This work addresses the prevalent issue of low parameter utilization in large models during both training and inference, which often leads to a trade-off between performance and efficiency. To overcome this limitation, the authors propose a recursive Transformer architecture that reuses parameters recursively to progressively refine multimodal representations and enable on-demand computation—without increasing model size. The approach incorporates modality-specific projections and recursive connectors to effectively fuse cross-step features while preserving modality-specific characteristics. Additionally, a monotonic recursive loss function is introduced to guarantee consistent performance improvement with increasing recursion depth. Experimental results demonstrate that the proposed method outperforms the standard Transformer by 3% and improves upon baseline recursive models by 7%, achieving efficient, flexible, and high-performing multimodal modeling.
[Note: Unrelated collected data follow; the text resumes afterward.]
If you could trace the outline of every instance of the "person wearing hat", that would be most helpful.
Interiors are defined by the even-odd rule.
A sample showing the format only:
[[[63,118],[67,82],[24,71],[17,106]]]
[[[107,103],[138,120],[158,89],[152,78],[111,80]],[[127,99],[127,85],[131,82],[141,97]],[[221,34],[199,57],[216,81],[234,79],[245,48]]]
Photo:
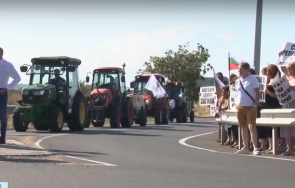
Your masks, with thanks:
[[[1,120],[1,137],[0,144],[5,144],[7,129],[7,91],[13,89],[20,81],[20,75],[14,68],[13,64],[3,58],[3,49],[0,47],[0,120]],[[9,78],[13,81],[8,84]]]

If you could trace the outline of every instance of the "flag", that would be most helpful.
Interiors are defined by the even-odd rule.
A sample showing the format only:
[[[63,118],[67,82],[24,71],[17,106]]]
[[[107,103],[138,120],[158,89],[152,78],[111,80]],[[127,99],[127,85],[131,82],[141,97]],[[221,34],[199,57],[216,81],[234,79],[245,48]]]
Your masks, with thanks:
[[[219,98],[219,97],[221,97],[221,90],[222,90],[222,88],[225,87],[225,84],[223,83],[223,81],[221,81],[218,78],[218,76],[216,76],[214,68],[213,68],[213,74],[214,74],[214,79],[215,79],[216,95],[217,95],[217,98]]]
[[[153,92],[154,96],[157,98],[162,98],[165,96],[166,91],[161,86],[155,75],[151,75],[150,79],[148,80],[145,88],[151,92]]]
[[[239,63],[237,62],[237,60],[233,57],[229,57],[228,60],[228,68],[229,70],[236,70],[239,69]]]

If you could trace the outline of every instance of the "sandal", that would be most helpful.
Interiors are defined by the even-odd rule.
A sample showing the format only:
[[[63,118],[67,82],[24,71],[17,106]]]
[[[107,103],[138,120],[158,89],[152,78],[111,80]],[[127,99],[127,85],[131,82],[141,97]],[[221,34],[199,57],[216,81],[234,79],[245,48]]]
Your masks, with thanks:
[[[216,142],[221,142],[221,139],[217,138],[217,139],[216,139]]]

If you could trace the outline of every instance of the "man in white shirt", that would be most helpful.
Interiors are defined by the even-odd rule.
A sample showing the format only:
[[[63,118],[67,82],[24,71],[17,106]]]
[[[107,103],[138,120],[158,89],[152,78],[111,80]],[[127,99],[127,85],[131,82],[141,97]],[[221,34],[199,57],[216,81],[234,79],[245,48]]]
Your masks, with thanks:
[[[8,84],[9,78],[13,81]],[[3,59],[3,49],[0,47],[0,120],[1,120],[1,137],[0,144],[5,144],[7,129],[7,90],[13,89],[21,81],[20,75],[14,66]]]

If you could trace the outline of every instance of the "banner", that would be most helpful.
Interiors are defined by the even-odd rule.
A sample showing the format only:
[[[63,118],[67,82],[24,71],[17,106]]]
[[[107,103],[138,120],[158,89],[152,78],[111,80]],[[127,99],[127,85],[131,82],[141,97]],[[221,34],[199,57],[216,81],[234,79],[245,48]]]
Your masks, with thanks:
[[[286,75],[279,78],[277,74],[273,79],[272,85],[281,105],[289,104],[295,99],[295,92],[290,89],[290,84]]]
[[[286,66],[291,60],[295,60],[295,43],[286,42],[283,46],[277,65]]]
[[[267,82],[267,76],[262,75],[253,75],[256,77],[258,83],[259,83],[259,102],[265,102],[265,88],[266,88],[266,82]]]
[[[217,96],[215,92],[216,92],[215,86],[201,87],[200,98],[199,98],[200,106],[214,105],[215,101],[217,100]]]

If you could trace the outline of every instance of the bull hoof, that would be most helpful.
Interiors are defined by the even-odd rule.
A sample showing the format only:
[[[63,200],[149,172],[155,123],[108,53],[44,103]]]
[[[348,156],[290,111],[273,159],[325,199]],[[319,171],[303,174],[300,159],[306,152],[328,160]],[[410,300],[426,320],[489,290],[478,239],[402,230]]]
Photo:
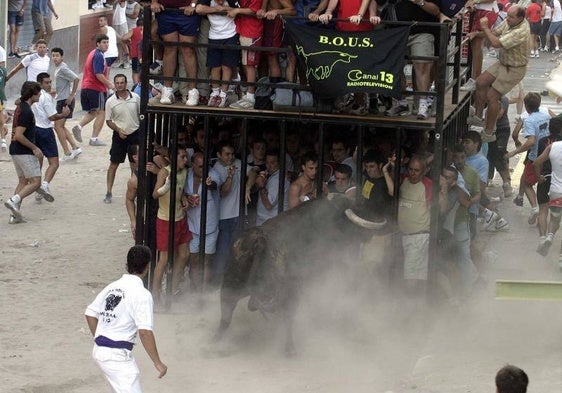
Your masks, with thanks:
[[[258,302],[253,298],[250,297],[250,300],[248,300],[248,310],[250,311],[256,311],[258,309]]]
[[[285,356],[288,358],[295,358],[297,356],[297,350],[293,345],[287,345],[285,347]]]

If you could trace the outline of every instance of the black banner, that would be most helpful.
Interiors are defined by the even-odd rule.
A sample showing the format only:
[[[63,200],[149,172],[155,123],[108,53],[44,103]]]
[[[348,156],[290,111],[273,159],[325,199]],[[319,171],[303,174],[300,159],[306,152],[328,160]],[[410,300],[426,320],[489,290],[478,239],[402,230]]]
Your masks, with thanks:
[[[287,21],[285,30],[316,96],[364,92],[400,97],[408,26],[346,33]]]

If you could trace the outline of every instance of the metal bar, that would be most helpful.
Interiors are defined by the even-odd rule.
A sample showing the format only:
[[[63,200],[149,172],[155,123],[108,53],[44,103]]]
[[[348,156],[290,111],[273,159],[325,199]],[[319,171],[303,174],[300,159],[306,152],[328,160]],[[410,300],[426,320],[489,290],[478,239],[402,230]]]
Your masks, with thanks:
[[[287,135],[287,124],[285,123],[284,120],[282,120],[279,130],[279,163],[281,165],[279,166],[279,194],[277,196],[277,213],[283,212],[283,206],[285,205],[285,179],[287,178],[287,155],[285,151],[286,135]]]
[[[316,195],[322,195],[322,182],[324,181],[324,144],[325,144],[326,130],[324,123],[320,123],[319,130],[319,146],[318,146],[318,173],[316,174]],[[305,163],[306,164],[306,163]],[[299,168],[300,170],[300,162]]]
[[[170,309],[172,294],[172,272],[174,270],[174,239],[176,237],[176,194],[177,194],[177,173],[178,173],[178,133],[177,116],[172,116],[170,121],[170,206],[168,210],[168,263],[166,264],[166,310]],[[157,294],[158,295],[158,294]]]
[[[496,280],[496,299],[562,300],[562,282]]]
[[[238,210],[238,230],[244,228],[246,222],[246,182],[248,181],[248,119],[242,119],[240,127],[240,207]],[[242,218],[242,219],[240,219]]]
[[[205,286],[205,244],[207,242],[207,203],[209,201],[209,188],[207,187],[207,177],[209,176],[209,162],[211,158],[211,129],[209,116],[203,119],[205,129],[205,150],[203,151],[203,177],[201,178],[201,195],[199,196],[199,207],[201,208],[201,220],[199,221],[199,266],[201,267],[200,282]],[[193,190],[197,193],[197,190]],[[202,287],[202,288],[203,288]]]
Large Multimodal Models (LMMs) have achieved remarkable success in vision-language tasks, yet their vast parameter counts are often underutilized during both training and inference. In this work, we embrace the idea of looping back to move forward: reusing model parameters through recursive refinement to extract stronger multimodal representations without increasing model size. We propose RecursiveVLM, a recursive Transformer architecture tailored for LMMs. Two key innovations enable effective looping: (i) a Recursive Connector that aligns features across recursion steps by fusing intermediate-layer hidden states and applying modality-specific projections, respecting the distinct statistical structures of vision and language tokens; (ii) a Monotonic Recursion Loss that supervises every step and guarantees performance improves monotonically with recursion depth. This design transforms recursion into an on-demand refinement mechanism: delivering strong results with few loops on resource-constrained devices and progressively improving outputs when more computation resources are available. Experiments show consistent gains of +3% over standard Transformers and +7% over vanilla recursive baselines, demonstrating that strategic looping is a powerful path toward efficient, deployment-adaptive LMMs.